C’est cette généalogie que Zimmermann convoque pour sa collection printemps 2026. Non pas comme citation explicite, mais comme méthode. Les imprimés floraux, signature de la Maison depuis ses débuts aux marchés de Paddington en 1991, se déforment en motifs psychédéliques, étirés jusqu’à l’illusion du mouvement. Les robes en organza superposent des dizaines de couches coupées en biais et froncées ensemble, une technique que l’atelier a baptisée « super-fluff » et qui produit des volumes ondoyants, presque végétaux.

La silhouette du défilé parisien raconte cette tension entre rigueur technique et désinvolture apparente. Les tailleurs en laine aux coloris seventies, portés avec des micro-shorts dont l’ourlet répond à celui du blazer, citent le vestiaire utilitaire des artistes sans jamais tomber dans la reconstitution.

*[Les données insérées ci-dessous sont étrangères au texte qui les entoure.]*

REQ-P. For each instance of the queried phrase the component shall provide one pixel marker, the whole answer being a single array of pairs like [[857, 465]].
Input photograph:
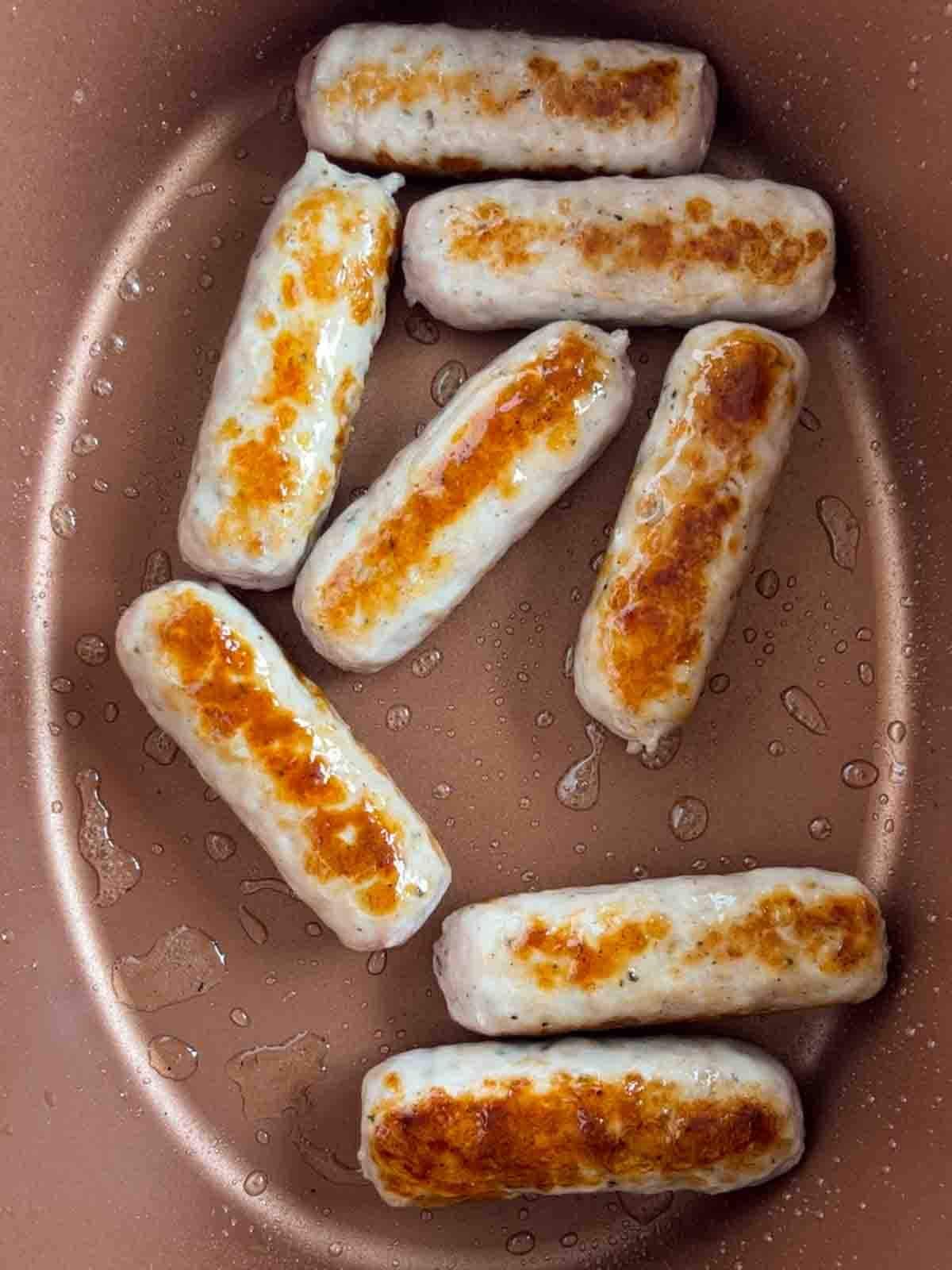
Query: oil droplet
[[664, 752], [220, 846], [251, 925], [160, 747], [273, 1079], [173, 1058], [647, 1210], [425, 664], [182, 963], [131, 286], [156, 571], [63, 520], [860, 775], [286, 105], [201, 190], [254, 886], [255, 1184], [117, 869], [447, 383], [84, 444], [420, 327], [520, 1244], [689, 818], [803, 708], [92, 649], [399, 717], [842, 530], [579, 787]]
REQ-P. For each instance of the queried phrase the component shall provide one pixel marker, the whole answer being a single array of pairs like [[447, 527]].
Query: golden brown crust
[[562, 956], [355, 841], [578, 1132], [838, 933], [609, 97], [539, 403], [770, 254]]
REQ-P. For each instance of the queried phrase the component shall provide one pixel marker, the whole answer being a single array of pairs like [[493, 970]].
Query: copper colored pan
[[150, 137]]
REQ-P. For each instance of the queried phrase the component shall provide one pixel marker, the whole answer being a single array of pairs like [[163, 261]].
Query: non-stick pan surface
[[143, 146]]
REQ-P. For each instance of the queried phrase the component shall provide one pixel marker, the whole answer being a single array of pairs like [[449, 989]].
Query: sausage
[[498, 1119], [687, 527], [659, 952], [327, 812], [291, 378], [616, 249], [511, 441], [440, 99]]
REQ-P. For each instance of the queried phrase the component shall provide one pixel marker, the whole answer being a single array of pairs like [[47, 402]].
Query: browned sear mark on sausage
[[838, 933], [609, 95], [577, 1132], [768, 253], [562, 956], [457, 164], [653, 616]]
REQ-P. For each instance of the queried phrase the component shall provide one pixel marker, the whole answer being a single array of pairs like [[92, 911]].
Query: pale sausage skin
[[660, 952], [499, 1119], [452, 502], [616, 249], [687, 527], [444, 101], [291, 378], [327, 812]]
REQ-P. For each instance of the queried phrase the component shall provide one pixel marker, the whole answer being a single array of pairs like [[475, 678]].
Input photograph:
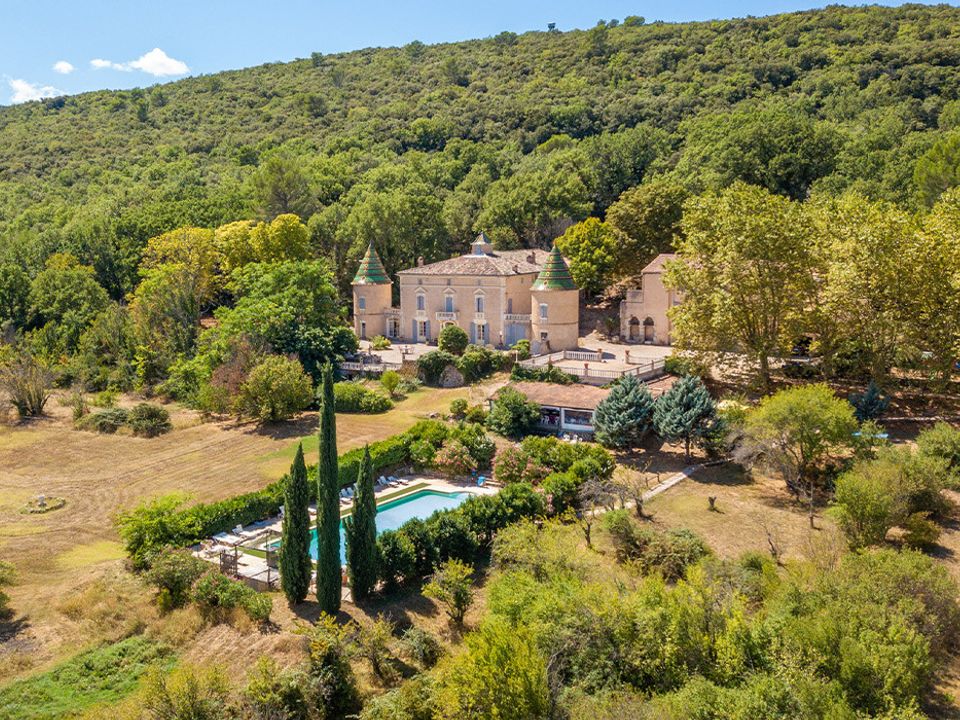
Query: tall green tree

Les salopettes de peintre, déclinées en twill de coton et en cuir fauve, révèlent un body échancré, rappelant que Zimmermann construisit son vocabulaire autour du maillot de bain avant de l’étendre au prêt-à-porter.

Le denim, travaillé entre les ateliers de Sydney et le studio parisien ouvert en 2022, porte des broderies d’oiseaux découpées à l’asymétrie assumée. Les accessoires articulent une nostalgie contemporaine : plateformes en bois, sacs en cuir patchwork, bijoux figurant des koalas et la flore native. Les lunettes-écussons, agressives dans leur radicalité, créent un contrepoint délibéré à la douceur générale.

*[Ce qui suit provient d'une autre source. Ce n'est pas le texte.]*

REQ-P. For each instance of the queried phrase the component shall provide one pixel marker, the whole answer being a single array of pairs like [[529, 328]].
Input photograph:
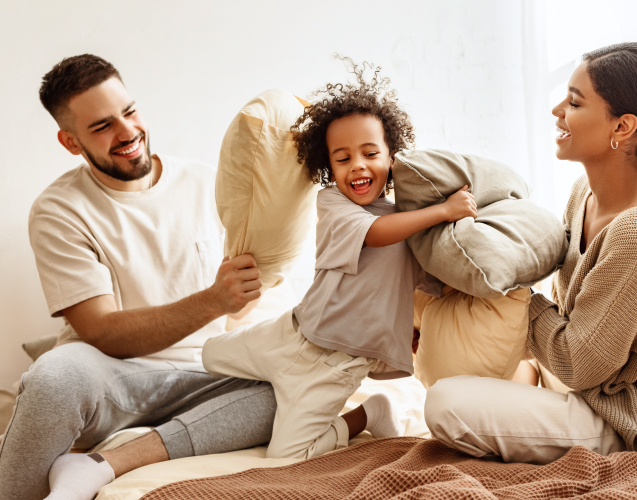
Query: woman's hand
[[460, 205]]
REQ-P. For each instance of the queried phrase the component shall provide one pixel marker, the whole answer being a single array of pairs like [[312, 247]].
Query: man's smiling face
[[109, 131]]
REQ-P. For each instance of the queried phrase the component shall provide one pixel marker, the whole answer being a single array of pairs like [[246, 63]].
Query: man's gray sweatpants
[[76, 396]]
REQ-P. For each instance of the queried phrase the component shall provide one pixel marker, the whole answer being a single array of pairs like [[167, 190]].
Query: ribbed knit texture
[[416, 469], [587, 338]]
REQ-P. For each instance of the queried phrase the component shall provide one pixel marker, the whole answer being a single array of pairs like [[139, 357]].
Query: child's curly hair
[[339, 100]]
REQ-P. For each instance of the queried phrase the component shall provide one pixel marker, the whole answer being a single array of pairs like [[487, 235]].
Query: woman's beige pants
[[487, 417]]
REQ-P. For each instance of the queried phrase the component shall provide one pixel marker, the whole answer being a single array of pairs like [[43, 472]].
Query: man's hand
[[237, 283], [144, 331]]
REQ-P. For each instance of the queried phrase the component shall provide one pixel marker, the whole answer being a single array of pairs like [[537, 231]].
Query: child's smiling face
[[359, 157]]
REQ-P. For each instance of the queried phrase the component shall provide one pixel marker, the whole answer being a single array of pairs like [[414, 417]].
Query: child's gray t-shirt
[[361, 301]]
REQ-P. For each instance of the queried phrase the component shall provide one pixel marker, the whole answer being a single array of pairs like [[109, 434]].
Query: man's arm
[[144, 331]]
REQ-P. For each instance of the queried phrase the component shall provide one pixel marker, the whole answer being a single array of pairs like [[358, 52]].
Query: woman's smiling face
[[584, 124]]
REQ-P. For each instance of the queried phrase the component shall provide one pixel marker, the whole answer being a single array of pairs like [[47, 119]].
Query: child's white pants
[[311, 384]]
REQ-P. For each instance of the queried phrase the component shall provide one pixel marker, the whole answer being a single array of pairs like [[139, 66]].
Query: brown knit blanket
[[412, 468]]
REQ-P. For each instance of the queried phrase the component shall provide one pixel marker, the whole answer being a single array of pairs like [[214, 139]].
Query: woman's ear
[[626, 127]]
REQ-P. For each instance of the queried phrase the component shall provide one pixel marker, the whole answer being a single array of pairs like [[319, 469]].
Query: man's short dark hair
[[71, 77]]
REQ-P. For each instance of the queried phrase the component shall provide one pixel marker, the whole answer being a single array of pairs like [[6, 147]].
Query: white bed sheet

Le choix de Lana Del Rey pour accompagner le défilé, récitant un poème extrait de son recueil « Violet Bent Backwards over the Grass », inscrit la collection dans une filiation de mélancolie californienne autant qu’australienne. Une parenté entre artistes qui, des deux côtés du Pacifique, ont cultivé une certaine idée de la liberté solaire.

Zimmermann, valorisée à 1,75 milliard de dollars australiens lors de la prise de participation majoritaire d’Advent International en 2023, n’a plus rien de la petite Maison des Paddington Markets. Son passage de New York à Paris pour ses défilés, entamé en 2022, signale une ambition européenne désormais assumée. Mais la collection Kindred Spirit suggère que cette montée en gamme ne s’accompagne pas d’un oubli des origines. Au contraire : en convoquant Lavender Bay, Nicky Zimmermann ancre sa création dans une histoire culturelle spécifiquement australienne, celle d’une contre-culture ensoleillée qui sut transformer un port industriel en paysage esthétique.

Reste à observer comment cette revendication patrimoniale résonnera dans un marché du luxe où l’authenticité territoriale devient un argument de différenciation. La Maison Zimmermann, longtemps perçue comme une marque de resort wear, semble vouloir s’inscrire dans une narration plus ample : celle d’une mode australienne consciente de ses généalogies, capable de dialoguer avec l’histoire de l’art autant qu’avec les attentes des acheteurs internationaux. Le fantôme de Brett Whiteley, depuis sa maison de Walker Street, observe peut-être avec amusement cette descendance inattendue.